The only thing we do know for sure is that reasons for maternal requests have been poorly studied, but the majority are for fear and concerns over physical health of mother/baby and that they are poorly recorded by the NHS.
Also that women want to discuss risks as part of their decision making process.
Wiklund 2007 - Caesarean section on maternal request Personality, fear of childbirth and signs of depression among first-time mothers
Known reasons for requesting CS and factors contributing to the request are; age above 35 years, a history of elective or emergency CS, a previous negative birth experience, a complicated pregnancy and fear of giving birth. A relationship has also been seen between socioeconomic factors such as unemployment, smoking and immigrant status. Low education and low income has also been connected with a high rate of request for CS. This group of women has also been shown to have more antenatal depressive symptoms. Nevertheless there is insufficient understanding as to why women may request a CS in the absence of obstetric indication. If these women have different life styles, expectations of pregnancy and birth and personality need to be explored.
RCOG News from 17th October
TOG release: Reasons why women request caesarean sections need to be explored more by clinicians
Clinicians need to explore the reasons behind why women request a caesarean section rather than counsel women about the risks says a new review published today (17 October) in The Obstetrician & Gynaecologist (TOG).
Caesarean section on maternal request (CSMR) is carried out in the absence of maternal or fetal indications. One of the main psychological causes is tokophobia, an intense fear of childbirth affecting between six to ten percent of women.
In addition, women who have had previous vaginal delivery may request caesarean section because of adverse experiences during labour known as secondary tokophobia.
The authors of the review state that rather than counselling women requesting caesarean section about the risks, a better approach would be to explore the reasons for the request.
For women with tokophobia, frequent, regular psychotherapy by trained personnel to address why they are requesting a caesarean section is recommended by the review.
In 2003 The Select Committee on Health Fourth Report stated:
86. According to the Centre for Family Research at the University of Cambridge, the RCOG and many others who provided written evidence for our inquiry, pregnant women want more information on the risks and benefits of caesarean section and wish to be involved in the decision-making process. A survey carried out between 1999 and 2002 by the Centre for Family Research at the University found that that maternal requests for caesareans were made mainly because of fears about the health of mother or baby. In their most extreme form, these fears constituted a phobia of giving birth (tokophobia), and a small number of seriously traumatised women may need surgery in order to avoid severe psychological problems."

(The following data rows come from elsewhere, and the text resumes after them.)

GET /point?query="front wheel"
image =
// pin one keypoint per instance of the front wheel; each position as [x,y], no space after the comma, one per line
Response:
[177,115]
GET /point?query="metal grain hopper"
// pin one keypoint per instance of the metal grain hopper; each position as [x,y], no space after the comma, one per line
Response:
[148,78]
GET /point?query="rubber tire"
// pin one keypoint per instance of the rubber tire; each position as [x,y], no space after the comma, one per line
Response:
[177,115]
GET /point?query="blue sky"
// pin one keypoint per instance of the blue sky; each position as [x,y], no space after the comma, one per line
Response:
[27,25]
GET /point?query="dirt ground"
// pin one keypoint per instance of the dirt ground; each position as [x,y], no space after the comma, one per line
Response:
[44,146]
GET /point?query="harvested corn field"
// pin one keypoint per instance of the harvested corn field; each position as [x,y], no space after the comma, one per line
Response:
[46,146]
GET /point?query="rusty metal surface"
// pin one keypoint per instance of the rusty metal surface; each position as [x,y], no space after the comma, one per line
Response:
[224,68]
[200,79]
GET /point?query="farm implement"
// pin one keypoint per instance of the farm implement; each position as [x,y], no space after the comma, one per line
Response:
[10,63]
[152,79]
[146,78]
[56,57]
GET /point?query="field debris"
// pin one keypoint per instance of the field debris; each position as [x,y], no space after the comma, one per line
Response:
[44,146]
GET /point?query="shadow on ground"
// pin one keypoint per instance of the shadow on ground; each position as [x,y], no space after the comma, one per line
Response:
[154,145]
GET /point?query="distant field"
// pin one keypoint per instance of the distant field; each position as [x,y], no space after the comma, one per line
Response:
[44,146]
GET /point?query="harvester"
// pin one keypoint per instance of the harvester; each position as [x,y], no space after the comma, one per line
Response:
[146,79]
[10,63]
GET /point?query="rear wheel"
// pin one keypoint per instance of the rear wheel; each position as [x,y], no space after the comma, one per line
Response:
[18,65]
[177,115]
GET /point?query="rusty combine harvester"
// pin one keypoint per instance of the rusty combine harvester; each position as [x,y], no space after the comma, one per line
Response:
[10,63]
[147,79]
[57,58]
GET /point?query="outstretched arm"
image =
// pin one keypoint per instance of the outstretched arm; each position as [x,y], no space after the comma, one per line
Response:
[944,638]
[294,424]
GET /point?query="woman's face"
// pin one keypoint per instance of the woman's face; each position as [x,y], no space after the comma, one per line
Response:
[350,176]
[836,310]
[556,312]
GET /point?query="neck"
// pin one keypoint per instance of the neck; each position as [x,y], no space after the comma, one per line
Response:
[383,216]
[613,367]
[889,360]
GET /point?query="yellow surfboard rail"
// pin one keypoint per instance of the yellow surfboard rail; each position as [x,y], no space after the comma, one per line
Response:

British Journal of Midwifery, Vol. 19, Iss. 11, 02 Nov 2011, pp 708 - 716
Caesarean section at maternal request remains a contentious issue, fuelled by reports of associated morbidity. To explore the motivations behind women's expression of preference for a planned caesarean birth, an internet survey was conducted using semi-structured questionnaires available via a UK-based international website, www.electivecesarean.com, over a 9-month period. A convenience sample of 359 pregnant women who stated that their preferred delivery method was 'elective caesarean section through my own choice' was included. Data were analyzed descriptively and thematically. Women from 16 countries were included. Two main themes were identified: 1) anti-vaginal birth; and 2) physical and psychological validation. Women who were anti-vaginal birth had a fear of morbidity (maternal and neonatal) and of the birth experience. They viewed vaginal birth as unpredictable and saw planned caesarean birth as a safer alternative. Some women justified their decision of birth mode by referring to either a physical or psychological issue that related to a previous birth or an existing medical complication. Respondents had similar views regardless of country of residence. We concluded that women have multiple reasons for wanting a caesarean birth. These reasons are usually considered, and motivated by a genuine desire to avoid the potential problems of vaginal birth. Individualized birth consultations should include discussion of the risks and benefits of vaginal and caesarean birth as they relate to individual women.
Yes, obviously lots of women 'copying' Victoria Beckham (shall we ignore the fact that her first two were apparently breech? Or does that spoilt everyone's fun?).